En reiteradas ocasiones se solicitó una entrevista al PNUD a través de Ana del Toro, responsable de medios, para conocer los detalles del acuerdo con el CIEPS. Los mensajes y las llamadas ya no fueron contestadas después del primer intento.

El 29 de octubre de 2020, durante un evento de entrega de tarjetas Salario Rosa en el municipio de La Paz, el secretario de Desarrollo Social Eric Sevilla anunció que en 2021 se realizará una segunda evaluación al Salario Rosa en conjunto con el organismo de Naciones Unidas.

El gobernador Alfredo Del Mazo durante una de las 84 entregas de tarjetas Salario Rosa que realizó desde 2018 hasta octubre de 2020. Crédito: GEM

Menos depósitos, más obligaciones
Las primeras Reglas de Operación del programa Familias Fuertes Salario Rosa fueron publicadas en enero de 2018, pero en 2019 y 2020 hubo modificaciones que quedaron establecidas en la Gaceta Oficial del Gobierno del Estado de México.

Las mujeres que ingresan al programa social en 2020 tendrán un menor número de depósitos bancarios que sus antecesoras: recibirán seis de 12 transferencias, es decir 14 mil 400 pesos menos de pensión por cada beneficiaria, de acuerdo con las modificaciones establecidas en las Reglas de Operación.

En dicho reglamento también se agregó la cláusula 7.1.1, que en su inciso “f)” advierte que las beneficiarias que manifiesten interés de continuar en el programa deberán presentar, entre otros requisitos, “una carta compromiso para realizar “Acciones de desarrollo comunitario”. Según el glosario del documento, se trata de “las acciones de participación y gestión social organizadas, con el fin de promover condiciones de progreso económico y social para los miembros de una comunidad, así como para mejorar su calidad de vida, reforzando la cohesión social e identidad local”.

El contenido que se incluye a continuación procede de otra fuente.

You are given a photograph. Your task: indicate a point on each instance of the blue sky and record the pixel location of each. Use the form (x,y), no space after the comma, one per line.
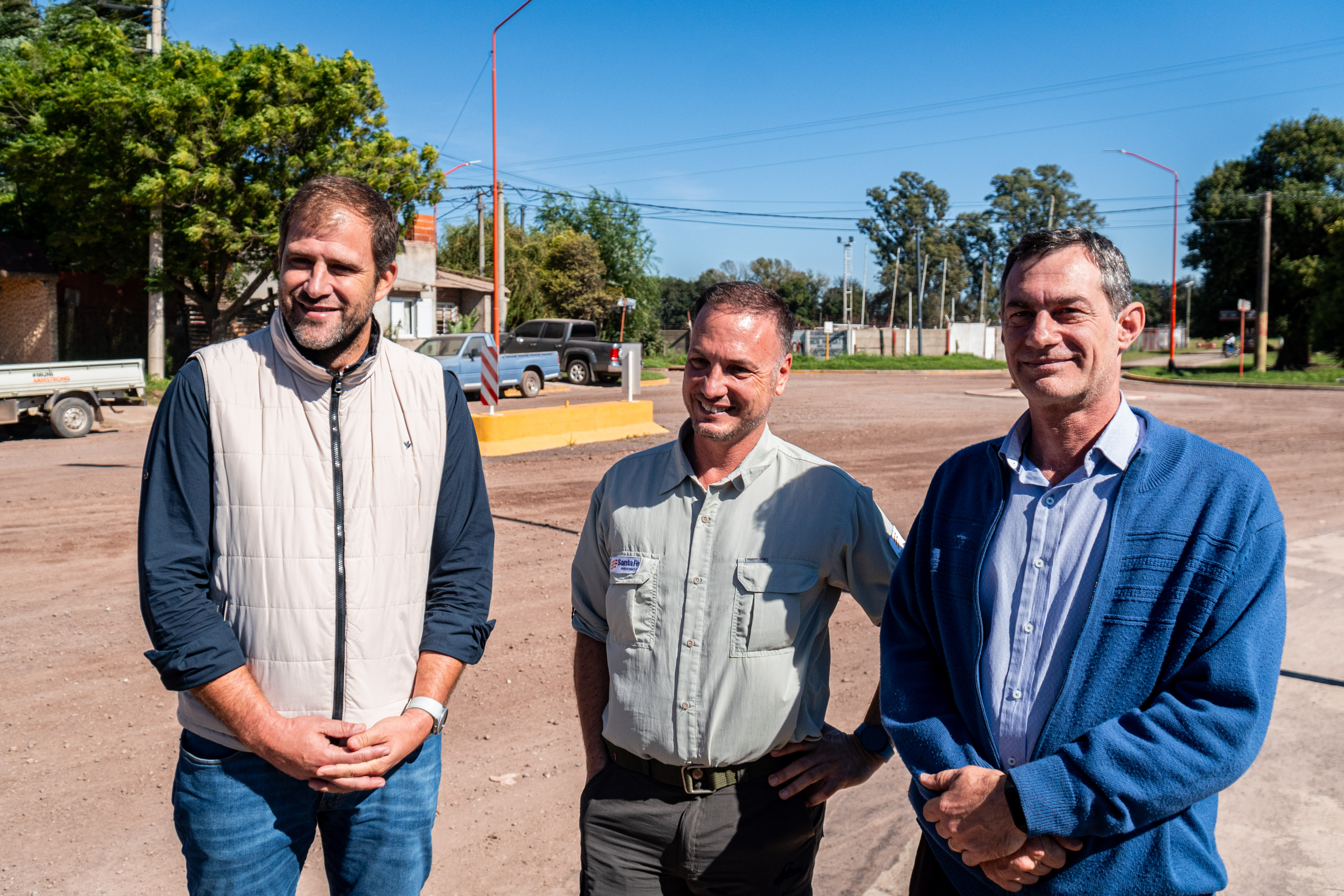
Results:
(716,105)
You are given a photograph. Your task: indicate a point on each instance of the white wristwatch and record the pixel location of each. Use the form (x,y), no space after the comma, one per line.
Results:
(437,711)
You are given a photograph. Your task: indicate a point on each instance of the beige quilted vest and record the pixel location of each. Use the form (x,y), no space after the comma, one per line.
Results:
(275,538)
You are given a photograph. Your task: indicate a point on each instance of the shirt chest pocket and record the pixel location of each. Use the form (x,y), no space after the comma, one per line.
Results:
(768,605)
(632,601)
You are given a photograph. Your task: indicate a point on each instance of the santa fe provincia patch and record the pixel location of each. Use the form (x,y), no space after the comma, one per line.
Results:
(626,566)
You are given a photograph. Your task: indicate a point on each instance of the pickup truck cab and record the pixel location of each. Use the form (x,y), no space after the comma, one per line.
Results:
(70,395)
(460,355)
(584,357)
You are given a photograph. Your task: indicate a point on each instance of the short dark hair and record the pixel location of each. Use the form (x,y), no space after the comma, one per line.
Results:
(1109,261)
(329,193)
(745,296)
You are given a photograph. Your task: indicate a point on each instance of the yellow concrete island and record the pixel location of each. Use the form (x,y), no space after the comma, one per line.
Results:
(537,429)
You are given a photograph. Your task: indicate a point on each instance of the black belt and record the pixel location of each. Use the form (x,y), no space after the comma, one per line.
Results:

En ninguna parte de las Reglas de Operación 2020 se específica cuáles son estas acciones que deben cumplir ni quiénes están facultados para coordinarlas; tampoco menciona cómo es que se regularán y mucho menos se estable la existencia de una burocracia que esté al mando. En contraste, la inclusión de esta cláusula abre la sospecha a la legitimación de la utilización de las beneficiarias a cargo de la Estructura y a la que ningún funcionario estatal ha reconocido públicamente.

En entrevista Almudena Ocejo Rojo, especialista en políticas públicas, consideró que una carac

terística indispensable de cualquier programa social debe ser el establecimiento de criterios claros de identificación de beneficiarias porque de lo contrario, se abre la puerta a la discrecionalidad. Abundó que lo principal sobre la implementación de un programa público es la creación de una burocracia especializada en la implementación del programa.

La también catedrática advirtió que, si no se cumplen con estos requisitos básicos, existe el riesgo de que las mujeres no vean ese programa social como parte de sus derechos como ciudadanas.

“La clientela se genera cuando hay un quid pro quo (una cosa por otra), yo te doy y tú me das, y no porque sea un derecho. Es un programa público y está pagado con recursos públicos, no está pagado por nadie más que por todos nosotros. Y es curioso que como se maneja de esta manera, digamos, indefinida, las mujeres no necesariamente asumen que es un derecho y entonces lo ven como una concesión, lo que genera estos vínculos clientelares”, detalló.